President Faure Gnassingbé of Togo had sent an urgent appeal to IMF for support, according to IMF managing director.
"I have had a telephone conversation with President Gnassingbé, in which he sought the Fund's support. I offered my deepest condolences and sympathy to the people of Togo, and agreed that this is a very challenging time for them and the government," Mr Strauss-Kahn said.
He stated that with current pressures Togolese government was facing, it was important for IMF to signal its continued financial support, adding he would be recommending to the fund's Executive Board to increase existing financing under poverty reduction arrangement with Togo. "I am hopeful that the Fund's Executive Board can consider and approve this critical financing as soon as possible," he added.

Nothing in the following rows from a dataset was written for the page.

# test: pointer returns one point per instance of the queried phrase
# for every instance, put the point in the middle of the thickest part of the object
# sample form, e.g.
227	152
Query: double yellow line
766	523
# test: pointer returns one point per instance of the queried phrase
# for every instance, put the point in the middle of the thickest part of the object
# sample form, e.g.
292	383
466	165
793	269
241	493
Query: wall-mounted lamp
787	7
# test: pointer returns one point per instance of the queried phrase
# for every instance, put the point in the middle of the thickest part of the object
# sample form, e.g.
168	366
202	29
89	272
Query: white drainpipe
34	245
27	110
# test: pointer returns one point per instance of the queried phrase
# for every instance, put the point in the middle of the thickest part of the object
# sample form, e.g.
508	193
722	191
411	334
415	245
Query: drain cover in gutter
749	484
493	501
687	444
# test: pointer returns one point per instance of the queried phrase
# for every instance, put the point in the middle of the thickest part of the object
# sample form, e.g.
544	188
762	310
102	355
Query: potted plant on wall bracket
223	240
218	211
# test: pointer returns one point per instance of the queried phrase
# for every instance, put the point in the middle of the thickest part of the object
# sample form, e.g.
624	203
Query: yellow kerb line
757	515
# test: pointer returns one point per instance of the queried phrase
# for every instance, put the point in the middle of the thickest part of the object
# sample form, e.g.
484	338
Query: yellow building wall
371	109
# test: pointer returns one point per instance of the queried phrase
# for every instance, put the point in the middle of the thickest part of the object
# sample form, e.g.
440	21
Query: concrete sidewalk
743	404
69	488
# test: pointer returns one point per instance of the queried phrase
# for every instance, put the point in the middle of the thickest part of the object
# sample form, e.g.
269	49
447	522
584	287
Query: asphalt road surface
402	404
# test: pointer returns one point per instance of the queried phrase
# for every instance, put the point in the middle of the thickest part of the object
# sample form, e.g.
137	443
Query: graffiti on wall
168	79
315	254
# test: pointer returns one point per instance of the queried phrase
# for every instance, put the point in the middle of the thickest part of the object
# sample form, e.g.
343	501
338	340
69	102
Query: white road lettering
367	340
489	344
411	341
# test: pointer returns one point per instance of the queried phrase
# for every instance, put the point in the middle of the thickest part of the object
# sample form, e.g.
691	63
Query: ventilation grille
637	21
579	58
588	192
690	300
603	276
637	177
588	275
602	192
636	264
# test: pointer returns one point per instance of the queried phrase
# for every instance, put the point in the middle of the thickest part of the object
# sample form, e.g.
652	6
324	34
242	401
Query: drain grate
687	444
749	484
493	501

In April this year, IMF approved a Poverty Reduction and Growth Facility (PRGF) for Togo in an amount equivalent to SDR 66.06 million (about US$108.4 million) to support the government's economic program for 2008-10. An initial disbursement of about US$ 21.8 million was made available immediately.
Under the new PRGF arrangement, Togo aims to maintain reform momentum, preserve macroeconomic stability while also reviving economic growth and reducing poverty.
IMF also hopes under PRGF arrangement to help Togo regain debt sustainability by regularising relations with its creditors and moving toward comprehensive debt relief under the Heavily Indebted Poor Countries Initiative (HIPC) and Multilateral Debt Relief Initiative.
Last weekend's floods in Togo forced thousands of people from their homes, seeking shelter at temporary government-run centres, especially in capital, Lome.
Latest flooding crisis has put more pressure on President Faure Gnassingbé government, which is trying to grapple with other social challenges facing the country.